In developing AI-driven UAVs, Dr Scaramuzza is engaged with the ethical and humanitarian issues it raises, and consults on and runs seminars for the UN on disarmament and organisations such as Drones For Good and AI For Good.

“I would like to educate society to use AI and robotics responsibly,” he says. “We researchers have a responsibility when we publish open source code to be sure it is not directly applicable to misuse.”

He is also a keen promoter of the ‘no killer robot’ policy at UN level, wanting to make sure that in future AI doesn’t make the decision to use a lethal weapon, meaning that people remain in the decision loop. “At the moment there is no regulation, which means it’s problematic.”

Dr Scaramuzza’s lab has also generated spin-offs, including Zurich Eye which became Meta Zurich and developed the Meta Quest VR headset, and the SUIND crop spraying and forest monitoring operation in India, where they found a huge market. “They are taking technology from our lab to the real world and doing big things for good,” he says.

Dr Davide Scaramuzza

Inspired by a keen interest in mathematics, science and philosophy at high school, the Liceo Scientifico Renato Donatelli in Terni, Dr Scaramuzza went on to earn his bachelor’s degree in electronic engineering at the University of Perugia.

That led to a PhD in robotics and computer vision from ETH Zurich, and a postdoc in the subject from the University of Pennsylvania.
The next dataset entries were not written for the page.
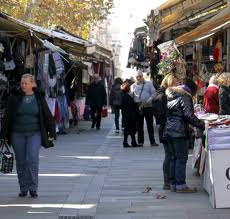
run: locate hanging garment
[53,52,65,76]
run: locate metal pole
[226,28,230,72]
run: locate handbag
[0,140,14,173]
[25,39,34,68]
[101,106,108,118]
[3,59,16,71]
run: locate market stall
[193,114,230,208]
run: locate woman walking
[5,74,56,198]
[164,78,204,193]
[153,73,179,189]
[109,78,123,133]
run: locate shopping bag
[101,106,108,118]
[83,105,91,120]
[25,39,34,68]
[0,140,14,173]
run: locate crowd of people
[110,72,230,193]
[1,71,230,198]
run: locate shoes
[123,142,131,148]
[30,191,38,198]
[176,186,197,193]
[18,192,27,197]
[163,184,171,190]
[131,142,143,147]
[170,185,176,192]
[57,131,67,135]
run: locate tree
[0,0,113,38]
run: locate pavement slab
[0,115,230,219]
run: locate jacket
[86,81,107,107]
[2,88,56,148]
[219,86,230,115]
[153,87,167,143]
[203,85,219,114]
[164,87,204,138]
[109,84,122,106]
[121,93,138,134]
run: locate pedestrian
[203,75,220,114]
[86,74,107,130]
[131,71,158,146]
[218,73,230,115]
[163,78,204,193]
[4,74,56,198]
[154,73,179,190]
[109,77,123,133]
[121,82,139,148]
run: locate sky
[108,0,167,77]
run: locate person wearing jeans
[131,71,158,146]
[109,78,124,133]
[11,132,41,192]
[163,78,204,193]
[2,74,56,198]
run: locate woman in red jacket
[203,75,219,114]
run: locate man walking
[86,74,107,130]
[131,71,158,147]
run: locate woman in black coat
[3,74,56,198]
[121,83,138,147]
[164,78,204,193]
[153,73,179,189]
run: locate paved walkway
[0,117,230,219]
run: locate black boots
[123,142,131,148]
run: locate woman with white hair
[218,73,230,115]
[3,74,56,198]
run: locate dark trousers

He has also served as a Visiting Associate Professor at Stanford University, and is now Associate Professor of Robotics and Perception at the University of Zurich.

As a counterpoint to his work as a scientist, he enjoys performing magic tricks for audiences ranging from children to colleagues. “I think the connection there is to do with the fact that robots move by themselves, and with magic you make people believe in telekinesis,” he says.

“There was a trick called the zombie ball I used to do a lot for kids. The ball floats in the air, and for me, seeing a robot move by itself is like magic.”